Bölüm 52
Müdür boş gözlerle ona baktı ve “Öteki… öğrenciler mi?” Diye
sordu.
"O çocuğa saldıranları kastediyorum. Bütün o çocukların
aynı yönden geldiğini gördüm."
Cayena'nın tülü hala kalkıktı, bu yüzden yüzündeki gülümseme
açıkça görülüyordu.
“Tüm yüzleri de hatırlıyorum. Onları birlikte arayalım
mı?"
Müdür soldu ve aceleyle ellerini salladı.
“Hayır, Ekselansları! Onları bulacağım!”
Cayena rahat bir gülümsemeyle sakince ekledi, "Umarım
akademinin yönetmeliklerine göre olayları çözersin."
"Elbette. Ben ... kurallara uyacağım."
Akademinin yönetmeliklerinden söz edildiğinde müdürün yüzü
düştü.
‘Okul kurallarına uyarsak, okuldan uzaklaştırma mı
alacaklar? Yoksa sınır dışı mı?’
Kavga eden öğrenciler, tanınmış ailelerin çocuklarıydı.

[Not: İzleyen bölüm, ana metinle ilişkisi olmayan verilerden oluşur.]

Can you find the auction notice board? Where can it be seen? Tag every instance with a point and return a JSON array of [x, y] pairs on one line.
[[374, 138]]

İmparatorun gayri meşru çocuğuna dokunmak için evlerinin
gücüne inanmış olmalılar.
Yönetmeliklere göre cezalandırılırlarsa, müdürün konumunu
sürdürmesi zor olurdu. Ama bu Cayena'yı ilgilendiren bir şey değildi.
Cayena kurnaz bir ifadeyle devam etti.
“O zaman, küçük kardeşimin yakışıklı yüzüyle ilgilenmem
gerekiyor. Revir nerede?"
"…Buradan."
Müdür, Cayena’nın sözlerinin nüansını dikkatle dinledi. Ona
açıkça ‘küçük kardeşim’ dedi.
"Gidelim mi?"
Cayena, Ethel'e elini uzattı.
"……"
Ethel, başparmağında biraz kan bulunan eldivenli ele baktı.
Cayena'nın onu koruduğunu biliyordu.
'Neden?'
Doğal bir soruydu.
Şimdiye kadar yabancılar gibi yaşamışlardı. Daha önce hiç
tanışmamışlardı.
Bu yüzden ona birdenbire küçük kardeşi olarak bakması mantıklı
gelmedi. Belki ondan bir şey mi isteyecekti?
O anda Cayena konuştu.
"Gücün olmadığında, güçlü insanlardan
yararlanmalısın."
Ethel onun sözlerine kafasını kaldırdı. Cayena hala kaygısız
görünüyordu.
"Birinin elini nasıl tutacağını bilmek hayatta kalmanın
bir yoludur."
‘O ... Onu kullanmam gerektiğini mi söyledi?’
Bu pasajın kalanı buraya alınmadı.